I like Whiting like this:
For the past 2 summers I have made an effort to catch Whiting in the Surf at Padre Island National Seashore (PINS). And once I catch them, I like to have the old fashioned fish fry right there at PINS. But 1st you have to catch them! 

I have discovered you can readily catch whiting right on the PINS beach in front of the Maequite Visitor Center in the Month of August. The surf water is warm, the bait fish is in the surf, and so is the Whiting (and specs & reds, too)... but the Whiting population in the PINS surf is over the top in Mid-August!!! I use a 7' rod with spin reel and extra light jig heads. My favorite is the Bomber Saltwater Ny-la Lure Jig in a peppermint color. You can tip the hook with just a dab of FishBites and that's all that is needed. One Bomber artificial lure and a 8 to 12 pound test line and you are good to go! I caught about 75 Whiting all by myself in 2 hours this past August 2012. I must have released another 25 that was small, but the 75 were good sized keepers. I just iced them down in the old Igloo. I work up a big appetite in all that wade/surf action. With many Whiting filets (very fresh filets, for sure!) I get my on the beach fish fry ready! I use my propane powered deep fryer. I just fry them to a nice golden brown - using a store bought fish fry such as Tony Chasseriers', or Deep South Golden Fish Fry - - - any will do. The point is you can have delicious fish & chips (fries) and cole slaw at the beach! Plus have fun catching your meal!


----------



## JOHNNYREB (Apr 20, 2006)

I have made fish tacoes on the beach using whiting, they were good.... other then that, they come in on a hook and go out on a bigger hook!


----------



## Whoopin It Up! (Dec 20, 2010)

*I'll drink to that!*



JOHNNYREB said:


> I have made fish tacoes on the beach using whiting, they were good.... other then that, they come in on a hook and go out on a bigger hook!
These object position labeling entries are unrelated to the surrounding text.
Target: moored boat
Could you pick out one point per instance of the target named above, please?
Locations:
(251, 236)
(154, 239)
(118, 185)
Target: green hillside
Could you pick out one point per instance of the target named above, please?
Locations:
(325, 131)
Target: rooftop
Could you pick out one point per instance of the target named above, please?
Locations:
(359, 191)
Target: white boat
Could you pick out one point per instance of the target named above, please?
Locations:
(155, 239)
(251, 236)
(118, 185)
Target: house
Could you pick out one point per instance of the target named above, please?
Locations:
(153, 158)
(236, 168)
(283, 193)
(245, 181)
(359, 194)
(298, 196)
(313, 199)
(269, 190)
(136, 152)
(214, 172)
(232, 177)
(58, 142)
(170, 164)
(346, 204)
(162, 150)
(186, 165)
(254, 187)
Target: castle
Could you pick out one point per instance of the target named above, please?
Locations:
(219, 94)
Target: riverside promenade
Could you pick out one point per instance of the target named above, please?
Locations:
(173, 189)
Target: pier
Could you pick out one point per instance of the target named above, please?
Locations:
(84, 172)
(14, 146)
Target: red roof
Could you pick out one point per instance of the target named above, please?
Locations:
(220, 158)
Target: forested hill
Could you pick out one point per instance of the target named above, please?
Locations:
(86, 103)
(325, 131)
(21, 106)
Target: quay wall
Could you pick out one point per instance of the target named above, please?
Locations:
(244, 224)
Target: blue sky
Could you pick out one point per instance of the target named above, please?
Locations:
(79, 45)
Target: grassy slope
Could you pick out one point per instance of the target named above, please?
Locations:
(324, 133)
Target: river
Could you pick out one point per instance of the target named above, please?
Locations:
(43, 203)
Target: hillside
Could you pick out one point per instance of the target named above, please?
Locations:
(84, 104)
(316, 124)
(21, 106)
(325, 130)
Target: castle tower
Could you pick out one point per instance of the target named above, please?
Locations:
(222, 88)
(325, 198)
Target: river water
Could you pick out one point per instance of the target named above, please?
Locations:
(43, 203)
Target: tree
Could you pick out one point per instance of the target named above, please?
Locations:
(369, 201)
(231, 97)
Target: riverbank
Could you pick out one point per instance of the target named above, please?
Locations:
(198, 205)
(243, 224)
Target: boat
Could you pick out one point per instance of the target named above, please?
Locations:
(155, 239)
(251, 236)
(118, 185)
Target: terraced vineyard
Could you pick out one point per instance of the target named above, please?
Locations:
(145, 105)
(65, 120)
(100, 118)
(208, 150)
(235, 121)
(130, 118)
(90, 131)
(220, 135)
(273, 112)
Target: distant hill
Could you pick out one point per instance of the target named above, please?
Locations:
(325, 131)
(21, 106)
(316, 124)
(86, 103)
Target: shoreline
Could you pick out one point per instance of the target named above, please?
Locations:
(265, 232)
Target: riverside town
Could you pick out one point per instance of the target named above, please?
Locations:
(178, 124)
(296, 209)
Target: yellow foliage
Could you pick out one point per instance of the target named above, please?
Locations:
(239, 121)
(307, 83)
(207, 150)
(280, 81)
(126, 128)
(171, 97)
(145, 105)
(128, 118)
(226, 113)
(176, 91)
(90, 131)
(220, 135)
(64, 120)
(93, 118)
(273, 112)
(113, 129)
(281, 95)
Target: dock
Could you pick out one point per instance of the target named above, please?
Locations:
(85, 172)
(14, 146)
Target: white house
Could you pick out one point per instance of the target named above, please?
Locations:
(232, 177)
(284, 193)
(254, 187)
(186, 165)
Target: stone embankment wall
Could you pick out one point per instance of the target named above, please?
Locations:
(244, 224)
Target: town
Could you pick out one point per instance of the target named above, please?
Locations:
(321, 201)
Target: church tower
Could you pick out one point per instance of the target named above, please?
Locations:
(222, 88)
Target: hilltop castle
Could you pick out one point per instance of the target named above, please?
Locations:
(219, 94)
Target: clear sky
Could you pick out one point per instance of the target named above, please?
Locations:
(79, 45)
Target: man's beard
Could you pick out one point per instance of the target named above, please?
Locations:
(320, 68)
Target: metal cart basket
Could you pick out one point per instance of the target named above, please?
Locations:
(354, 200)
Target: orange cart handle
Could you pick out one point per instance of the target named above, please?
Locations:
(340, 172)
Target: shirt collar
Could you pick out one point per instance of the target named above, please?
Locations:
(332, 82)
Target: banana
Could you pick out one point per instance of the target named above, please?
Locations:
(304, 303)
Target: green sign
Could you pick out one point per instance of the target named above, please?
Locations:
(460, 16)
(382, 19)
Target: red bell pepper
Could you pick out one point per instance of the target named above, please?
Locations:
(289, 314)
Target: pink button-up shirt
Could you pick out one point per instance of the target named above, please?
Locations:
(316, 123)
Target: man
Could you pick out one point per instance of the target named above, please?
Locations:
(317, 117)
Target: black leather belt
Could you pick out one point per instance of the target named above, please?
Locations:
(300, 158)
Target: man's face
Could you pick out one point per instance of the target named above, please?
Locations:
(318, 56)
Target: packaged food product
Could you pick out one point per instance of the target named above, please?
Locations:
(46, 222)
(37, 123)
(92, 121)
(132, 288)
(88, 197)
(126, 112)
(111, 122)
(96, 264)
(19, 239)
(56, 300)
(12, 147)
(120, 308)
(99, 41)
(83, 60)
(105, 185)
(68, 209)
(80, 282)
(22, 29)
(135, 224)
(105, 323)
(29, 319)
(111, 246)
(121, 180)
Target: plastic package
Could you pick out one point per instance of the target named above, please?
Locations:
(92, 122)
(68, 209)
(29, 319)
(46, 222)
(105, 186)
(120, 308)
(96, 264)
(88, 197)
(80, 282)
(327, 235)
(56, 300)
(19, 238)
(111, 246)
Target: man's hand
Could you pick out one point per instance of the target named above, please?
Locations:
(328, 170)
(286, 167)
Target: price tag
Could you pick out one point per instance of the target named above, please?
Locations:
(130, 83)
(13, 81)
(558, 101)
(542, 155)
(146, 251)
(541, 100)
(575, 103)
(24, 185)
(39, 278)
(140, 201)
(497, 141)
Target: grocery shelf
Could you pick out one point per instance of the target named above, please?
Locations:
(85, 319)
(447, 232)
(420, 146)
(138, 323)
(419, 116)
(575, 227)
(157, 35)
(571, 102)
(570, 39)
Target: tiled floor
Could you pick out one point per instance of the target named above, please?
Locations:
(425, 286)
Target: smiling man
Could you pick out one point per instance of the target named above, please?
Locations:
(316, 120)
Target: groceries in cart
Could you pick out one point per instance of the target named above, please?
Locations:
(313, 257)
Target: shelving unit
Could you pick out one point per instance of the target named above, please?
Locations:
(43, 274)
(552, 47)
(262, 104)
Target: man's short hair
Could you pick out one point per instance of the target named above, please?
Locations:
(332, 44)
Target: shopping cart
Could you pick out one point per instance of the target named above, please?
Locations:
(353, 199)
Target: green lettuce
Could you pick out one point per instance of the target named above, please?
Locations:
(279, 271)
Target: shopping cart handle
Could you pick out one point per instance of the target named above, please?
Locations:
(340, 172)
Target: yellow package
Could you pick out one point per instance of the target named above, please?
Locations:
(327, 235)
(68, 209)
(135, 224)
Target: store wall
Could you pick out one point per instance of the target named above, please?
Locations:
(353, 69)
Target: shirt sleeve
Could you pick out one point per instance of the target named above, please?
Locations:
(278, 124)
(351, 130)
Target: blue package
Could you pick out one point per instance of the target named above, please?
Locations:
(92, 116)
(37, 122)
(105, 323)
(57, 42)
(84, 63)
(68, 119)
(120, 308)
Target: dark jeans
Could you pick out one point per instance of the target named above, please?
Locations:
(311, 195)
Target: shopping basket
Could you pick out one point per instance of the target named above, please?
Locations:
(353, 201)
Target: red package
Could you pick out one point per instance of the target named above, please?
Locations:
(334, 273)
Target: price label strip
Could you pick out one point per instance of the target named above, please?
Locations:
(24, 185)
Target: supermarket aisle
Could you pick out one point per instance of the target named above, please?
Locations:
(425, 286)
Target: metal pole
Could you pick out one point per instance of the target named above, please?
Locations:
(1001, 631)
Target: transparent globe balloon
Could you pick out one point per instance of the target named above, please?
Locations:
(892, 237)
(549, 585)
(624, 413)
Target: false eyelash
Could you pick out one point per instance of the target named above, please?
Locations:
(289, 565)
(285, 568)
Fish Tacos ... I will try thatmy next time on a Whiting trip!


----------



## Jolly Roger (May 21, 2004)

Also makes great ceviche


----------



## bigfost (Oct 11, 2004)

When I moved to Mississippi, I learned right away they eat mullet. My recipe for whiting is the same as I used to tell the guys there about mullet.

Take one large whiting, cut into three pieces. Place on hook and turn into three bull reds, sharks, jacks, etc.


----------



## Rawpower (Jul 4, 2011)

If I catch a small one I cut em in half and put em on a circle hook. I hear they are good eatin but never tried them though.


----------



## troutless (Feb 17, 2006)

When my kids were young we spent a week at SS very summer we cooked several meals of Whitings while we were there. One it taught that what you catch you either let loose or you ate. Plus it made them feel good about catching supper.


----------



## surfguy (May 17, 2011)

I've cooked 'em and used them for bait. I only keep the big ones for both reasons, otherwise it's too much fight for the bite. I grill them like I do all my surf fish: Coat some tin foil with a healthy portion of olive oil, slap the whiting fillets skin down, spice the top with blackened seasoning, garlic salt and lemon juice (optional), cook on low/medium heat (~325 deg) for 15-20mins, turn over and peel the cooked skin off, spice this side the same way, grill another 10-15mins, EAT. Makes great fish tacos too. Sharks and Bullreds like whiting sashimi!


----------



## shadslinger (Aug 21, 2005)

Cook em foil(about like surfguy does) right on the beach fire when you are starving after surf fishing, swimming in the waves and digging the truck out of the sand. 
They will be the best fish you ever ate!
Told a guy from Louisiana once that whiting were good to eat. He said "What? Nobody eats _channel mullet_" I said "Dude you guys eat real mullet" enough said!


----------



## Swells (Nov 27, 2007)

All them small fish like pompano I just gut them, use a spoon to remove the scales, dust them in fish fry coating, anything will do, and cook them in a pan with a tablespoon or two of oil. I like cast iron but that won't do on a ceramic stove top. Been eating crappie that way for years. Even baked them that way. Learned that from Russel Tinsley's book "Fishing in Texas." He uses busted Ritz crackers for his recipe.


----------



## histprof (Oct 30, 2011)

Smaller ones (6-8") become bait if needed. I usually start tossing them in the cooler at +10" or so. Gotta love the big ones (some up to 15" this year). I fillet, skin and de-bone the fish. It doesn't leave lots of meat, but they go fast. I can clean a dozen in 15 min or so. There are only 2 fish eaters in my house (me and mother in law) so I don't need a lot of fish to have a meal. In the kitchen, I go with one of two options.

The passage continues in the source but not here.